Submitted to: Agronomy Abstracts
Publication Type: Abstract Only
Publication Acceptance Date: March 26, 2008
Publication Date: November 6, 2008
Citation: Adeli, A., Dabney, S.M., Brooks, J.P., Jenkins, J.N. 2008. Chemical, physical and biological properties of a marginal soil as influenced by tillage and broiler litter application [abstract]. Agronomy Abstracts. Paper No. 693-16.

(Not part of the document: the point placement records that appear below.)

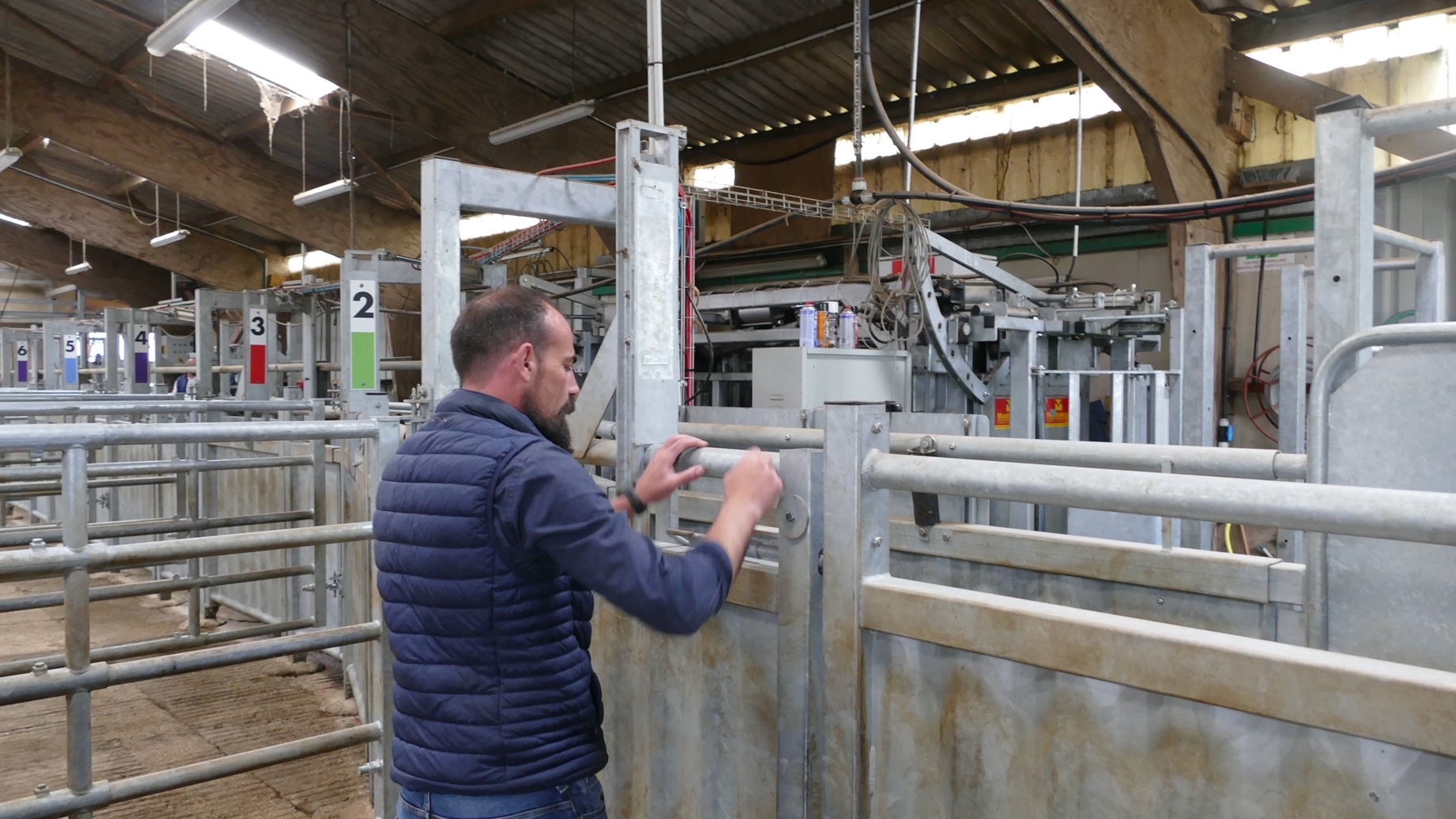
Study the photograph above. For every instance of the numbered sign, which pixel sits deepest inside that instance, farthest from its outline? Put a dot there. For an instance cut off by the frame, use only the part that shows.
(256, 345)
(140, 363)
(71, 351)
(363, 328)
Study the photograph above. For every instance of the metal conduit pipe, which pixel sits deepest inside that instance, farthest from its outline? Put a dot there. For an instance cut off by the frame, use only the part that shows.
(153, 586)
(1404, 240)
(717, 461)
(160, 646)
(155, 467)
(99, 675)
(45, 436)
(105, 793)
(1334, 368)
(1396, 513)
(148, 408)
(21, 536)
(1255, 464)
(57, 560)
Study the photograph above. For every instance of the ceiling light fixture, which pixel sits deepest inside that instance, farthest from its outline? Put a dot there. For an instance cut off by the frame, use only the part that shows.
(543, 121)
(181, 25)
(322, 192)
(171, 237)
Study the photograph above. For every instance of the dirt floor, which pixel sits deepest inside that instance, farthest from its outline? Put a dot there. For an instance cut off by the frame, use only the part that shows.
(164, 723)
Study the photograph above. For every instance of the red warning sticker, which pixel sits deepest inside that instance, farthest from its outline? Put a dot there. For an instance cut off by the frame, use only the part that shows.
(1002, 413)
(1054, 413)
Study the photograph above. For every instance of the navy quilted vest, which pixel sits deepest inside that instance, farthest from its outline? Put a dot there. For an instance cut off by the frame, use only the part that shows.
(494, 690)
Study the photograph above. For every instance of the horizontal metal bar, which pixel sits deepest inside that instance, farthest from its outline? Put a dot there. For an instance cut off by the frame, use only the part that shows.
(105, 793)
(159, 646)
(1381, 700)
(1258, 464)
(50, 487)
(56, 560)
(21, 536)
(1271, 248)
(1404, 240)
(1395, 513)
(1213, 574)
(717, 461)
(102, 674)
(115, 406)
(1396, 263)
(121, 591)
(1255, 464)
(41, 436)
(1412, 117)
(155, 467)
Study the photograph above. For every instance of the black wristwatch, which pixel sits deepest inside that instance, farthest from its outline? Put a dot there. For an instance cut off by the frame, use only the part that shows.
(638, 506)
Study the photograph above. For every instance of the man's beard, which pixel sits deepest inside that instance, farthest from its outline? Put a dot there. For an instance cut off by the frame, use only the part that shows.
(553, 425)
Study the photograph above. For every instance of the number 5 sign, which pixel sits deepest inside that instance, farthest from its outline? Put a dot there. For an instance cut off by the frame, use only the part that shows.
(363, 307)
(258, 345)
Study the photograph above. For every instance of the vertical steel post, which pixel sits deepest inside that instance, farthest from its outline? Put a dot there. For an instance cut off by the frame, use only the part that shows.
(78, 623)
(1344, 225)
(855, 548)
(321, 517)
(1430, 286)
(801, 644)
(1023, 410)
(649, 298)
(438, 275)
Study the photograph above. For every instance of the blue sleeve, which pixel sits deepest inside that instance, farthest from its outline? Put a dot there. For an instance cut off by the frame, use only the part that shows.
(546, 504)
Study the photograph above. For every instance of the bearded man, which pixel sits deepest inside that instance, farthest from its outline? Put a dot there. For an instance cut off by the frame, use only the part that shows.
(491, 540)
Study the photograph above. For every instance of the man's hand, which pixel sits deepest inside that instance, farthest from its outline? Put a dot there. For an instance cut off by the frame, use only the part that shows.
(661, 478)
(750, 490)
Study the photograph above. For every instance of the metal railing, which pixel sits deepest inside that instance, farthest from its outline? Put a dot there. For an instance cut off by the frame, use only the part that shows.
(83, 670)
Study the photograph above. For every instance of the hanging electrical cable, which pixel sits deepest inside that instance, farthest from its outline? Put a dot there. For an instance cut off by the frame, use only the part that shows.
(1129, 214)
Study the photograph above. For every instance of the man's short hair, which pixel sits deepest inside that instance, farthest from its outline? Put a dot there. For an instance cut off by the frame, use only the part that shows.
(497, 323)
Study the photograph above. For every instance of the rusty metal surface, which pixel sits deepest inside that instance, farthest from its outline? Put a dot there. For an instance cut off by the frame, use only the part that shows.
(691, 722)
(970, 735)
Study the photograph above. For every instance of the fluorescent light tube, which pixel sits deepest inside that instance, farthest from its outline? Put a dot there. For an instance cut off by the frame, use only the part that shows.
(178, 26)
(322, 192)
(543, 122)
(169, 237)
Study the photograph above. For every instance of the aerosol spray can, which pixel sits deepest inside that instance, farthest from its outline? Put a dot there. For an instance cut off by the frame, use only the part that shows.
(808, 326)
(848, 329)
(829, 323)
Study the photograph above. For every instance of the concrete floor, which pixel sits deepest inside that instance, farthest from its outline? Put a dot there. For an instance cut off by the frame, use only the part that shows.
(176, 721)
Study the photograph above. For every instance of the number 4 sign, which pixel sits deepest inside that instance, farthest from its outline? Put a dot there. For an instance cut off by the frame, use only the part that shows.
(258, 345)
(363, 335)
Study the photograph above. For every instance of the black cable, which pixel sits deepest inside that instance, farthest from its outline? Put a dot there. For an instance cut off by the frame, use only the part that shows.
(1157, 106)
(1043, 260)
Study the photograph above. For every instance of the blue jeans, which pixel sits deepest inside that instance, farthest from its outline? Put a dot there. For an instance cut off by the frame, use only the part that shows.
(581, 799)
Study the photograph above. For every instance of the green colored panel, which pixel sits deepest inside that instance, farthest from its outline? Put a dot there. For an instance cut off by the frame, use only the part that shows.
(364, 363)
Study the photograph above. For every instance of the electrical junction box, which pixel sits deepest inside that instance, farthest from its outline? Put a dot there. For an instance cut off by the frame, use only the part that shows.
(807, 377)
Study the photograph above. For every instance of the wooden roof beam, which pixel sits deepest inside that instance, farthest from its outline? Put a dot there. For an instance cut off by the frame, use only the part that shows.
(791, 38)
(420, 78)
(114, 277)
(225, 176)
(202, 258)
(1300, 96)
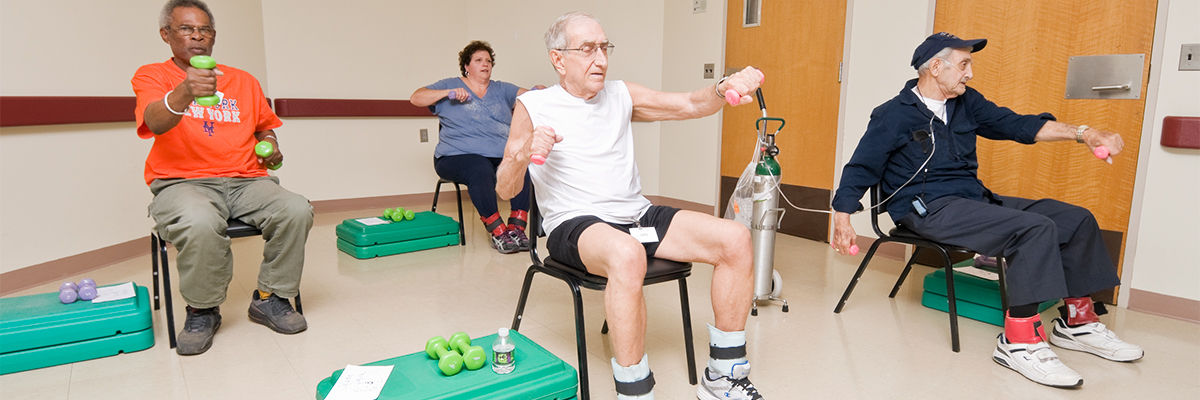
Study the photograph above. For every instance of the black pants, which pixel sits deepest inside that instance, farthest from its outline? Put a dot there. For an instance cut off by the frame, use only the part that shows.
(479, 174)
(1054, 249)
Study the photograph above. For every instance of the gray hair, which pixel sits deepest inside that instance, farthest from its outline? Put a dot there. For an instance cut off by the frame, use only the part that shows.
(941, 55)
(556, 36)
(169, 9)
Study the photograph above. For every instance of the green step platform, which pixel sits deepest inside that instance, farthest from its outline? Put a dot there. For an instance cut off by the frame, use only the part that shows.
(39, 330)
(539, 375)
(977, 298)
(377, 237)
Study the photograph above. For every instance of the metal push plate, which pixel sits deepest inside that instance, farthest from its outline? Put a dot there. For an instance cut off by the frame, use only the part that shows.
(1114, 76)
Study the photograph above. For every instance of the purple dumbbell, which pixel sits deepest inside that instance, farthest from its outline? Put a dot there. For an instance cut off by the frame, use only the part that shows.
(88, 293)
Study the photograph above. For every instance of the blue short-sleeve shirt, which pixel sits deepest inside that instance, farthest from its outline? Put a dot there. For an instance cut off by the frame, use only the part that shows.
(479, 125)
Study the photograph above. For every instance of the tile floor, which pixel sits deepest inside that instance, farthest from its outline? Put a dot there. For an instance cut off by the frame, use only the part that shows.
(361, 311)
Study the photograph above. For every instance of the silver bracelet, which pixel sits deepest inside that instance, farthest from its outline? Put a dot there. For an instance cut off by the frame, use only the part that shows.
(717, 88)
(168, 105)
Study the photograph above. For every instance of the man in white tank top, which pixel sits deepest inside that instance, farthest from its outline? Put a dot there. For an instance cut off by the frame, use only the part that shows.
(591, 195)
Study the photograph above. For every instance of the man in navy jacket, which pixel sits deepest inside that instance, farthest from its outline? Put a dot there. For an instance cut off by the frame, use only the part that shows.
(919, 147)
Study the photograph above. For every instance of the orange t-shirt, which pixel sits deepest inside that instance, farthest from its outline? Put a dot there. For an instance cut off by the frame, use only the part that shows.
(209, 142)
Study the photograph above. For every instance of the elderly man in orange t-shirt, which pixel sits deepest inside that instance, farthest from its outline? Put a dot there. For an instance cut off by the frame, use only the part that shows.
(203, 171)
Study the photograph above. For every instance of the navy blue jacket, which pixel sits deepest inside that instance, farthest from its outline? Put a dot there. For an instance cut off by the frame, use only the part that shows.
(898, 142)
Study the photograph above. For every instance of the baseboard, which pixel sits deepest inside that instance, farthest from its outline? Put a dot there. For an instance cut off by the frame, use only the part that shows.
(71, 266)
(681, 204)
(1164, 305)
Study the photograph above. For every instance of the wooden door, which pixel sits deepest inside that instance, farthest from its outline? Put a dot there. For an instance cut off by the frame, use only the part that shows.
(798, 47)
(1025, 67)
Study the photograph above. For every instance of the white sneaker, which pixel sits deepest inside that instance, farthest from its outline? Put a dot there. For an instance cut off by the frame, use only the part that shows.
(1037, 363)
(1093, 338)
(719, 387)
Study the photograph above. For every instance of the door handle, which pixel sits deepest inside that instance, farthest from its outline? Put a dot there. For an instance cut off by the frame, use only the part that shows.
(1121, 87)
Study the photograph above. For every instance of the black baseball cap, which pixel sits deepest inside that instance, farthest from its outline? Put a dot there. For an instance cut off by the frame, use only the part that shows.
(936, 42)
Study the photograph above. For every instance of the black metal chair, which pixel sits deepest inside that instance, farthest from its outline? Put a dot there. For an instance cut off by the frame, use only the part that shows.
(903, 234)
(657, 270)
(237, 228)
(457, 191)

Technical Abstract: Erosion changes the soil properties, mainly because it removes surface soil rich in organic matter and exposes lower soil layers. Many soils in Mississippi were degraded by erosion and nutrient depletion when these were row-cropped years ago. A study was initiated in 2005 in an eroded Loring silt loam (fine silty, mixed, thermic, Glossic Fragiudalf) soil to determine how tillage and manure application affects the soil physical, chemical and biological properties. The soil has a fragipan in the subsoil that is restrictive to root growth and water infiltration. We hypothesized that the combination of deep tillage to loosen the subsoil and long-term poultry manure application to provide nutrients and organic matter and surface tillage to incorporate poultry manure into the soil has the greatest potential of improving soil properties and restoring marginal land. The results of initial soil analysis taken at 0-15 cm depth indicated that the eroded soil was low in pH (4.2 - 4.5), N (0.04-0.06%), C (0.4-0.6%), P (7-8 mg kg-1) and high in bulk density (1.38 g cm-3). Biennial broiler litter application to corn under a tillage system resulted in increasing soil pH by 0.71 unit, soil total C by 20%, total N by 8%, soil test P levels by 55% (from 6.7 to 14.9 mg kg-1), soil Cu content by 51% (from 0.94 to 1.93 mg kg-1) and soil Zn levels by 60% (from 0.86 to 2.14 mg kg-1). Soil bulk density decreased by 3% (from 1.38 to 1.34 g cm-3). This indicates combination of poultry manure and soil and crop management practices has the potential on sequestering C and nutrients in the soil resulting in restoring degraded areas to productive croplands.